Together with a review of these novel alternatives, this paper details the use of two liquid microjunction (LMJ)-based mass spectrometric surface sampling technologies. These approaches are used to provide qualitative determination of parent drug in rat liver tissue slices using liquid extraction surface analysis (LESA) and to assess the performance of a LMJ surface sampling probe (LMJ-SSP) interface for quantitative assessment of parent drug in brain, liver and muscle tissue slices.
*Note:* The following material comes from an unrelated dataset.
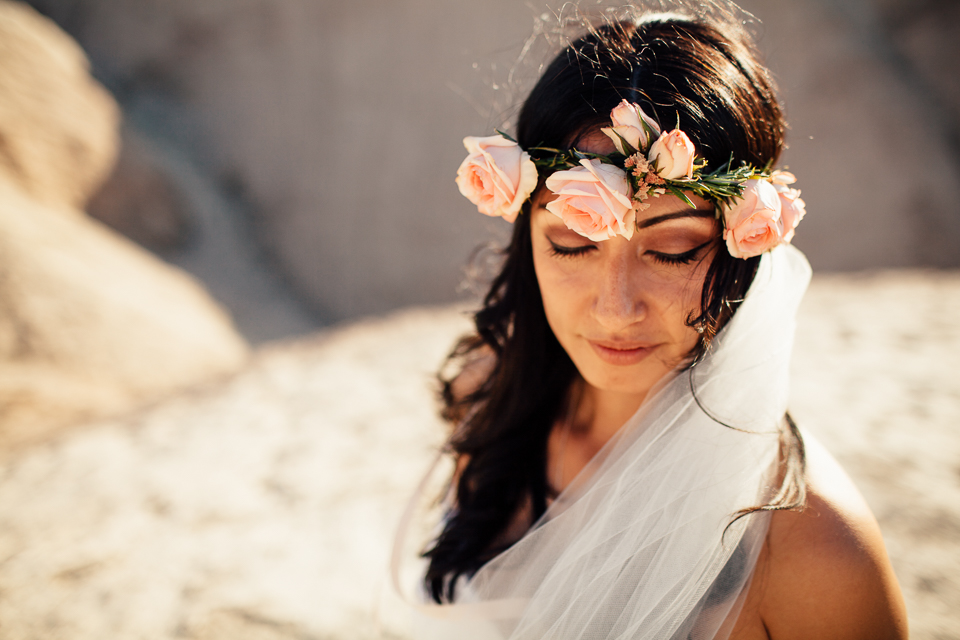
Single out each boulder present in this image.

An assessment of the utility of these spatially-resolved sampling methods is given, showing interdependence between mass spectrometric and QWBA methods, in particular there emerges a reason to question typical MSI workflows for drug metabolism; suggesting the expedient use of profile or region analysis may be more appropriate, rather than generating time-intensive molecular images of the entire tissue section.
Acknowledgements
The authors would like to thank Michael Grondine, Denise Hughes, Shaobu Weng, and Heather Blanchette (AstraZeneca Pharmaceuticals, Waltham, MA, USA); Bernard Lanoue, William Potts, Norman LeDonne, Deborah Buhrman, and Anna Zacco (AstraZeneca Pharmaceuticals, Wilmington, DE, USA); Taher Riahi (AstraZeneca R&D Södertälje); Susan Slade (University of Warwick, UK); Mark Baumert and Mark Allen (Advion Biosciences Ltd., Norwich, UK) for their valuable assistance in these works. D. J. Weston wishes to thank Prof. R. Graham Cooks (Purdue University, IN, USA) and Prof. Ron. M. A. Heeren (FOM-AMOLF, Netherlands) for use of DESI and SIMS images, respectively, as used in the composite illustration for Figure 1.
Declarations of interest
G. J. Van Berkel acknowledges support for this work at Oak Ridge National Laboratory (ORNL) from a Work for Others (WFO) agreement with AstraZeneca Pharmaceuticals, Waltham, MA, USA. ORNL is managed by UT-Battelle for the United States Department of Energy under contract number DE-AC05-00OR22725. E. Q. Blatherwick and J. H. Scrivens acknowledge research funding from the Medical Research Council (MRC), UK, under an industrial CASE studentship award, part-funded by AstraZeneca R&D Charnwood, Loughborough, UK.